And the Yellows were on us. The guys held my arms and I couldn’t move. Buttercup and Zoe went for Wink, and she didn’t budge, didn’t even flinch. Just stood there, looking peaceful. Almost like she’d been expecting this all along, and was glad to get it over with.
The non-Yellows gathered around. Watching. Waiting to see what Poppy would do next. Tonisha and Guillermo and Finn and Della and Sung. Rich shiny hair. Rich shiny clothes. Rich shiny faces.
“Don’t,” I said. “Don’t, Poppy. Please.” I didn’t even try to sound like my brother this time.
But her arms shot out and grabbed the edge of Wink’s green dress, and yanked it up.
Wink’s skinny white legs, red socks to her knobby knees.
Wink’s underwear. White, with little unicorns on them.
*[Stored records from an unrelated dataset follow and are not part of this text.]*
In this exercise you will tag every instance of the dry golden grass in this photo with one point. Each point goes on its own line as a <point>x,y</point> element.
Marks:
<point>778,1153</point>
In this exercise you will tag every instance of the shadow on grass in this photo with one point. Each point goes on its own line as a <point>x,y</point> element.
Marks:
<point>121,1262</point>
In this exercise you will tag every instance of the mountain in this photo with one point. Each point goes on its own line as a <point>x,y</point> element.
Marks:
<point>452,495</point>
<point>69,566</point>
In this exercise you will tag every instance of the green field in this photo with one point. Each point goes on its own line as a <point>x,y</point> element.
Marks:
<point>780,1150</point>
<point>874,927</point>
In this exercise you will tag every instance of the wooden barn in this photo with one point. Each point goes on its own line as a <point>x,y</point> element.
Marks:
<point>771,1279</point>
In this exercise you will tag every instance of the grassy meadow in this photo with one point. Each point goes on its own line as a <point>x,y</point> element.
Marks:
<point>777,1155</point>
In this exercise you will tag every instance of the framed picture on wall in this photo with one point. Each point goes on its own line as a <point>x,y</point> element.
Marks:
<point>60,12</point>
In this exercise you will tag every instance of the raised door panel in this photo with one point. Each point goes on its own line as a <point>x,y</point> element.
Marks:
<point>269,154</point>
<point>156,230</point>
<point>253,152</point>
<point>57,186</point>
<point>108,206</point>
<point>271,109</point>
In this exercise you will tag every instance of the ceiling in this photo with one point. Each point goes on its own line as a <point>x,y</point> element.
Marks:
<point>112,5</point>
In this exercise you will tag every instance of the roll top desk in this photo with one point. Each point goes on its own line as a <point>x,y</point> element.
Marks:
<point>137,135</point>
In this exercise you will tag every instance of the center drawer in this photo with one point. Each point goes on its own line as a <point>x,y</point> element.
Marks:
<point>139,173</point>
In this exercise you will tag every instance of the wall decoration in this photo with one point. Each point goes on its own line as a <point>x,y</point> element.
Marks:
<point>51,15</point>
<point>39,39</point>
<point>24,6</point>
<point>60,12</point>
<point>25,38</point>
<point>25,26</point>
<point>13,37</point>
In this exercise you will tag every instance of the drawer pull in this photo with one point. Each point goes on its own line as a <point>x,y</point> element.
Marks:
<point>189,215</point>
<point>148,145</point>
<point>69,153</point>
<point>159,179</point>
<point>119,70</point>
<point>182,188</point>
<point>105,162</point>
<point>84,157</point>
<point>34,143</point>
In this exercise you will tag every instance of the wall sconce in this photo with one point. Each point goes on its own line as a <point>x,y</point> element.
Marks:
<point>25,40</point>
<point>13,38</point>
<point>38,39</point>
Just as Poppy had predicted.
Poppy pointed. “See?” she said.
And laughed.
And laughed.
LEAF GRADUATED AND left. I was sixteen and I wasn’t sure I had a heart, until it fucking broke in two, ripped shreds and veins and blood everywhere. He didn’t even tell me where he went, just up and off and I even saw him the day after graduation, standing on the road at the end of my street, waiting for the bus, the sun setting behind him, green duffel bag over his shoulder. I would have thought he did it on purpose, caught the bus where I was bound to see him, except that would have meant Leaf thought about me, and I knew he didn’t.
He gave me a nod as he climbed the steps, that’s it, like I was a fucking postman or a stranger in the street. I tried to reach him, ran all the way, I was as good at running as I was at everything else. I tore, strained, but the doors shut, and the bus pulled away, and that was the last time I saw him.
I’d sworn that I’d never let a boy steal me, steal my heart, my mind, any single part of me. I’d sworn it over and over since I was old enough to know the difference.
But my knees hit the pavement with a crack anyway, and I lost it, I totally lost it, one second, two seconds, head hanging, eyes gushing, but people could see, they might be watching. I got back up, and left two bloody scrapes on the sidewalk where my kneecaps had been.
I thought about finding Zoe and Buttercup and spilling my guts and telling them my secrets. I could see them in my head, black dresses and striped socks, patting my shoulders and graciously tolerating my new vulnerability while losing respect for me with every tear that slid down my face.
I went over to the Hunt house instead and lost my virginity to Midnight.
I BARELY EVEN noticed when the Wolf did what she did at the Roman Luck house. My head was all caught up in the unforgivables, who were bothering me, even with the sugar, so I’d started thinking up a plan to get rid of them for good.
I decided to show Midnight the hayloft. The hayloft is where events happen and plots unfold and I wanted events to happen and plots to unfold.
WINK DIDN’T CRY or anything. I don’t know why I thought she would. The Bells never cried. That’s one of the reasons they were impossible to bully.
She was quiet as I walked her back home, but then, she’d been pretty quiet the whole night. And I didn’t know her well enough to know if that’s how she usually was anyway. She didn’t talk in school, but neither did I, and it didn’t prove a thing.
“Do you want to see the hayloft, Midnight?”
We stepped out of the trees and back onto her farm. Two of the dogs got up from where they were sleeping in the long grass near the chicken coop. They shook themselves and came over to greet us, soft, warm tongues on my cold hands.
“Yes I do, Wink.”
And she smiled, lips parting slightly, eyes bright. Just like that. Like she’d already forgotten that her dress had been pulled up and her unicorn underwear seen by a dozen kids from school.
How did she do it? How did she not care?
I was in awe of her, all of a sudden.
I used to be in awe of Poppy. All those years ago, laughing at her blood-dripping knees at the edge of my driveway, her bicycle in a heap beside her.
That’s how I used to be.
Wink’s farmhouse was dark and I figured it must be around eleven. The lights were still on in my house across the road, though, which was typical. Dad often read and worked until deep into the night. We were both night owls. Mom and Alabama were morning people.
I walked over to the ladder I’d seen Wink on earlier. I put my hand on a rung, and started climbing. I’d never been a guy for heights—that was my brother, who used to go cliff-jumping at the alpine lake near Kill Devil Peak. But I’d never seen the point of risking your life for one good fall.
Up and up. My hands were sweaty and my right palm slipped. I looked down at Wink’s red head, coming up beneath me, and felt all right again. I got to the top of the ladder and put one knee in the square opening, and then the other, and I was inside the hayloft.